Como algo ha faltado en la vida de Labiosa y Manidero lo sabe, le da con sonsacarlo y lo que falta si es menos perfecto que su mujer, dechado de virtudes conyugales y apariencias victorianas, aún no lo sabe. Supone que a los jíbaros que cortan la caña, si algo les abunda, son los sentimientos viscerales. Asunto suyo sea si derrochan dinero y vuelven, más fieles al trabajo, pero contentos. En bicicletas alquiladas a Ja, se regresan los jóvenes y, aún cansados, van a tirar su plante, pedaleando. Les sobra energía para exorcisar en su favor el amor ante Cuca La Camarona, Mapi y Mirtelina. Y ese mundo de ninfalias, con seres cautivantes, ¿vale la pena? ¿Lo son de veras?

Labiosa quiere verse pleno de vida y gozo, pero en su vida viene faltando la exuberancia mágica. Se lo come a veces la ira. La intuición se lo dice.

Algo falta en su vida. Le gustaría estar más esbelto. Aprovechar al máximo cada día y escuchar esa voz interior más a menudo. Quien sabe si entonces comprendería a esos cortadores de los cañaverales que a pedal vienen por olisquear lo femenino, a riesgo de tirar el dinero y cingar con hambre al prever el derroche. Alimentados de erotismo, canciones de vellonera y conjuros de humarolas, sí estarán. Fuman como chacuacos.

A los 38 años de edad, es el ingeniero quien se siente obeso y su mujer lo quiere así. Lo que ella sirve para que él coma es ya insulso y lo pone jarioso. Falta, le parece, otro tipo de alimentos. Acaba de entrar al bar de Clivillé y se siente un cerdazo. Ya no es comer lo que se le antoja. Es beber hasta que muera la noche y venga aquella mujer que, por fin, ha conocido. Nilda. Y que se acerque a escucharlo. Con sólo verla ha resuelto su tedio. Es un complejo enigma.
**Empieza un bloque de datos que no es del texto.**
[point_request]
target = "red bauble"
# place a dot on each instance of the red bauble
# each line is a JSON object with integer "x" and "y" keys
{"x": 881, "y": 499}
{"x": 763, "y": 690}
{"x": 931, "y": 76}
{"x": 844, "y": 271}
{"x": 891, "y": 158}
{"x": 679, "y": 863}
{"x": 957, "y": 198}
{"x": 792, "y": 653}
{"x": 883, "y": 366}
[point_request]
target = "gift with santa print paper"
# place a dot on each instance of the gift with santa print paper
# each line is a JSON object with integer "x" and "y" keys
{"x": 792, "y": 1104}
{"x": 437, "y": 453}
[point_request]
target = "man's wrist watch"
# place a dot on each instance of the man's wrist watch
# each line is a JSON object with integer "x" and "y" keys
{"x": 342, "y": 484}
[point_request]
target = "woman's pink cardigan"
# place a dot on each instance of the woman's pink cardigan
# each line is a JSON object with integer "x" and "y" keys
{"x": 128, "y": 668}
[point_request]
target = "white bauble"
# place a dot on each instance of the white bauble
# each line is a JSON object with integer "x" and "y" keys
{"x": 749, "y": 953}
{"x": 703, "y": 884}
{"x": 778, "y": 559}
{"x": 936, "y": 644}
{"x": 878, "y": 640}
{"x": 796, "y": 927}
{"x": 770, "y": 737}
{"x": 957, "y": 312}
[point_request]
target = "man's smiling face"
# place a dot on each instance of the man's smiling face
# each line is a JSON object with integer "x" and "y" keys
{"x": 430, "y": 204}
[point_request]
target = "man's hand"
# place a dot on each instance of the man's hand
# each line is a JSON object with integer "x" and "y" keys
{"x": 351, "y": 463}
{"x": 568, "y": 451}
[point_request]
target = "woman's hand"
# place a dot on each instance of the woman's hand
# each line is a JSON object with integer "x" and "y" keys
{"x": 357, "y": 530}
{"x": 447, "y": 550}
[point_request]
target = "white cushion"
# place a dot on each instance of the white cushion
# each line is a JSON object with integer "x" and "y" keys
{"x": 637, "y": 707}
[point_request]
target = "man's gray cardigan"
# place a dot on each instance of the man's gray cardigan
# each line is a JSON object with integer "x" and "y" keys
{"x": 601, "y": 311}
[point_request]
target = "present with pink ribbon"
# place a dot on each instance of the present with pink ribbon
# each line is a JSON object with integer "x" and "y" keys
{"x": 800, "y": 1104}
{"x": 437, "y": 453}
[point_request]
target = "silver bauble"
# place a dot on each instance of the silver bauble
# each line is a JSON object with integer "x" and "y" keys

Ha dicho otra mentira a su mujer, pero, ya se hizo costumbre que vaya a Pueblo Nuevo. Mañana será lo mismo. Brunilda le ha dicho: «Díme Nilda» y se lo lleva a un reservadito, cerca de la barra, donde su trono es la caja, donde cobra y decide si da crédito o cambio, si niega servicio o si extiende el horario porque la noche es un éxito. El ya puede desahogarse. Lo mismo que ha contado a Angel Manidero lo dirá más dulcemente, ya sin escarnios y sin ocultaciones.

Nilda lo oye como si fuera un Cristo.

Llego y me dicen: ¡Te ves cansado! y me sugieren, come ésto, y no me cierra el saco. Aún así lo dicen y me recuerdan los compromisos, lo usual de la rutina: Que debo ir con los Abarca, Márquez Fraticelli y que no tardará en llamar Oronoz, por algo que debe consultarme.…

Se ha dedicado a mirarla en silencio. Cada vez está más enamorado. A ojo de buen cubero, dedujo que es más alta que Fanny. Tiene la piel clarita, igual que ella. Pero el sol se lo percibe en un asomo del escote y en las pequitas del rostro. El color de su pelo fue teñido con un tono amarillo. Por su mirada, semi-altiva, en languidez, la muchacha se le parece a María Félix y fuma con su estilo...

Ha llegado don Encarna, cuyo pelo es lacio y es más bajito que su hermano. Vino del Matadero y traerá «fuerza y mondongo» para vender a diez centavos la libra a la salida de la Barra. Vino más bien a cerciorarse que es cierto. El Ingeniero es cliente ya asiduo y no había que decir más. Es casi el amo del pueblo. El Gran Empleador. El verdadero poder detrás de los alcaldes. Lo que dice él es ley para los Distritos Legislativos y lo escuchan los ricos y los gobernadores.

El día que Jimmy «Meneíto» lo vio, tras una ronda de patrulla por Pueblo Nuevo, vio trazas de lápiz labial marcadas en sus comisuras y mejillas. Sí, ya se besan y el rumor de la noticia subió a los salones de Alcaldías, a las casas ricas, a las comidillas sociales. ¿Quién se extraña? El y su mujer duermen en camas separadas y, un día... las vidas se bifurcaron. Fue irremediable.

El renunció a La Plata y le dijo a la muchacha:

«¡Vámonos de Pepino! Que me divorcio y te quiero».

Y sí, tras el divorcio, se casó bien la hija de Clivillé, el ventorrillero. El la sacó del bar. Ha honrado el compromiso.

«¿Estás contento?», preguntó Clivillé.

«¡Feliz!»

«Te dí, mi tesoro, ingeniero!»

El viejo reflexiona, no ya por incrédulo, sobre su hija:

«¡Como jala un pelo de mujer!»

Por su parte, Doña Virginia, no acepta a Nilda ni a sus hijos.

«No la traigas a la casa», pidió a él. No creyó que el matrimonio de Rafael y ella se extendiera durante quince años.

A Fanny, la abandonada, le susurran como si fuese un crimen:

«¡Rafael despreció el caviar! ¡Prefirió el mondongo!»